Да что говорить, достаточно одного факта, чтобы понять, какое значение придавал он печати.

В Справке, которую с Карасевым отослал камарилье, перечислены были события двух недель, предшествовавших Манифесту 17 октября. Исторической этой датой она завершалась. В ней поэтому, естественно, не сказано было, что, едва тем вечером возвратясь с подписанным царем Манифестом из Петергофа, почти одновременно с отправкой в типографию его текста Сергей Юльевич велит разослать чуть ли не в три десятка изданий коротенькое приглашение господам петербургским редакторам пожаловать к нему завтра, во вторник, 18 октября, к II часам утра, на Каменноостровский, 5, для беседы. Свою деятельность первого в российской истории председателя Совета Министров он, таким образом, начал с разговора в том самом жанре, что лишь десятилетия спустя получил наименование пресс–конференции. Эта, данная графом Витте в первый же день его премьерства, тоже, между прочим, стала первой в своем роде в российской истории… Он хотел заручиться поддержкой господ журналистов в предстоящем расхлебывании бурно кипящей и не им заваренной каши, в архитрудном, взваленном на него деле — успокоении взбаламученной страны. А они… они буквально закидали его непомерными требованиями, не сознавая, что, погнавшись за журавлем в небе, рискуют упустить из рук едва пойманную синицу.

Встреча не оправдала его надежд.

— Они мне в бороду наплевали! — гневался Сергей Юльевич вослед собеседникам.

Однако отношения своего к печати от этого, как выяснилось, не переменил. Уразумел: господа журналисты помутились от нахлынувшей внезапно свободы.
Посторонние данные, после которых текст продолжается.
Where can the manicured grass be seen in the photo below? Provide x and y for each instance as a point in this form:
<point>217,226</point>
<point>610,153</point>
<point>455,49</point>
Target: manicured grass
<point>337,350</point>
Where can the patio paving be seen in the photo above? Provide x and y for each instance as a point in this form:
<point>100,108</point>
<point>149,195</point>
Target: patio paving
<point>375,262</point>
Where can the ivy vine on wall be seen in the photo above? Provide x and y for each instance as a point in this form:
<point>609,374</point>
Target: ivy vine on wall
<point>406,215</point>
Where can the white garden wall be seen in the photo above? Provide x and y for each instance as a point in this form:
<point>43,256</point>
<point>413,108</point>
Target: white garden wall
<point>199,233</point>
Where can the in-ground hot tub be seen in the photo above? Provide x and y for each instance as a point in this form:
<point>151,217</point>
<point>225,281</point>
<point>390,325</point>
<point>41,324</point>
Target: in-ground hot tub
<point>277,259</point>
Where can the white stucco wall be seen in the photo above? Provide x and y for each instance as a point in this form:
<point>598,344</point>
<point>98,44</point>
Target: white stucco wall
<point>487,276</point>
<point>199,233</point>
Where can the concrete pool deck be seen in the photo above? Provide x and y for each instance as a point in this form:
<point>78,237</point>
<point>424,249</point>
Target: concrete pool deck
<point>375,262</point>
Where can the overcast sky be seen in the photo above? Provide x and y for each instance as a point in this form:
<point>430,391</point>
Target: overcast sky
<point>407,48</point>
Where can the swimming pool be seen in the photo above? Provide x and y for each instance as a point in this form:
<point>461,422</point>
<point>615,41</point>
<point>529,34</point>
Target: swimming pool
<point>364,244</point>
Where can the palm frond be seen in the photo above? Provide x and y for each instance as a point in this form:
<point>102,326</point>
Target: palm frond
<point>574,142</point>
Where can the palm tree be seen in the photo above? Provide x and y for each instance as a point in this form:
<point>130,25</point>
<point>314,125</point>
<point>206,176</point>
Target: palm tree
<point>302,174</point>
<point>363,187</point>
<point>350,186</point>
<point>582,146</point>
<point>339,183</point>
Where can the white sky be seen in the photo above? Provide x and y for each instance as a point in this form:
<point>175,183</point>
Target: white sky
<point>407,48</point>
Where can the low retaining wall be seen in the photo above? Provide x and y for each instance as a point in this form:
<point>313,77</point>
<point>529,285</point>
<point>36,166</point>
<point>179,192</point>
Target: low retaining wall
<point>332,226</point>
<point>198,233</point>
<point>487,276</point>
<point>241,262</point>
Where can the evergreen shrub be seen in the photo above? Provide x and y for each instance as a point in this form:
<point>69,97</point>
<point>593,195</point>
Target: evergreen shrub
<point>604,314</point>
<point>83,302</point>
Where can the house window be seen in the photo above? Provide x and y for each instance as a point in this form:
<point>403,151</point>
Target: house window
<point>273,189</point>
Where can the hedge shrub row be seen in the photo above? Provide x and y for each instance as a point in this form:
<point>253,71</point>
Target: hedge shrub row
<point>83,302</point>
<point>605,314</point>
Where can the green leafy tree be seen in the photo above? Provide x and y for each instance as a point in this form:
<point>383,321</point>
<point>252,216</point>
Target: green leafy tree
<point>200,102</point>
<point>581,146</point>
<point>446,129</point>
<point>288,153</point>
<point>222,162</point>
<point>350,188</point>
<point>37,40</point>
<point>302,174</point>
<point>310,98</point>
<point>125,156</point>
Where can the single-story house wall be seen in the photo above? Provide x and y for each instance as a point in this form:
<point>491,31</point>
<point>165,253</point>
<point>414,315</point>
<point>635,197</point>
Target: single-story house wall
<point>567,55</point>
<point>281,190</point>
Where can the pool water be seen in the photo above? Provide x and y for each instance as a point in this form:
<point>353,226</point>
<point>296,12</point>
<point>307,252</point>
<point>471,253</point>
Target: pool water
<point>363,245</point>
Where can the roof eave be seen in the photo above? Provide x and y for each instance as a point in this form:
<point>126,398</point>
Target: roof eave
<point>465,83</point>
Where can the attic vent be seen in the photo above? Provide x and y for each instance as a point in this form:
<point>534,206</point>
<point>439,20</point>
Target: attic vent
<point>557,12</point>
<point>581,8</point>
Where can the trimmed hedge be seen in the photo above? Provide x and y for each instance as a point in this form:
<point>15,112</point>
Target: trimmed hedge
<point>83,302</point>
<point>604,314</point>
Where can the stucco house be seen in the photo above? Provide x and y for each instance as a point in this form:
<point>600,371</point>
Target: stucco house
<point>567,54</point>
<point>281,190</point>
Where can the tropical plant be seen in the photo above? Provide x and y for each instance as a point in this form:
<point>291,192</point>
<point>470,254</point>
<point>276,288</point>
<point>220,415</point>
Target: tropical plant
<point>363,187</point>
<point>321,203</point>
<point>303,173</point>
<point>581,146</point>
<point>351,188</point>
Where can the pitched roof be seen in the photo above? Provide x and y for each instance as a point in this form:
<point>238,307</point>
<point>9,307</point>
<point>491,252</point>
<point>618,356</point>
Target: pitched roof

Не забыл, что недавно совсем, главным образом благодаря их коллегам, он добился успеха с японцами в Америке, в Портсмуте. Не сумей тогда найти с этой публикой общий язык, кто знает, чем закончились бы мирные переговоры…

Он обдуманно стал разыгрывать в тогдашнем дипломатическом торге эту сильную карту.

Сев в Шербуре на пароход под торжественные звуки «Боже, царя храни» и помахав на прощание с палубы оставшейся на французском берегу Матильде Ивановне, он решил на шесть дней плавания через океан уединиться в каюте, дабы собраться с мыслями, сосредоточиться, определить для себя план кампании. Уединиться оказалось не так‑то просто, и как раз в первую очередь из‑за корреспондентов, английских, американских, французских и своих, русских, отплывших с ним вместе. Притом Сергей Юльевич, как будто бы вопреки собственным намерениям, отнюдь не чурался их общества, кое–кого даже приглашал на обед. Или же, прогуливаясь по палубе с тем или иным из их братии, не только и не столько высказывался с осторожностью сам, не больно‑то удовлетворяя профессиональное любопытство собеседника, в том в особенности, что касалось щекотливой темы предстоящих переговоров, сколько, не выпуская изо рта папиросы, старался порасспросить об американских настроениях, о личности президента, об отношении к России и к злополучной войне. Как выяснилось позднее, эти обеды и эти прогулки на самом деле вполне отвечали его намерениям. И плану, который, разумеется, был им продуман. Под пунктом третьим он в нем обозначил: имея в виду громадную роль прессы в Америке, держать себя особливо предупредительно и доступно ко всем ее представителям. И, не откладывая в долгий ящик, дал интервью о предстоящих переговорах известному публицисту Диллону.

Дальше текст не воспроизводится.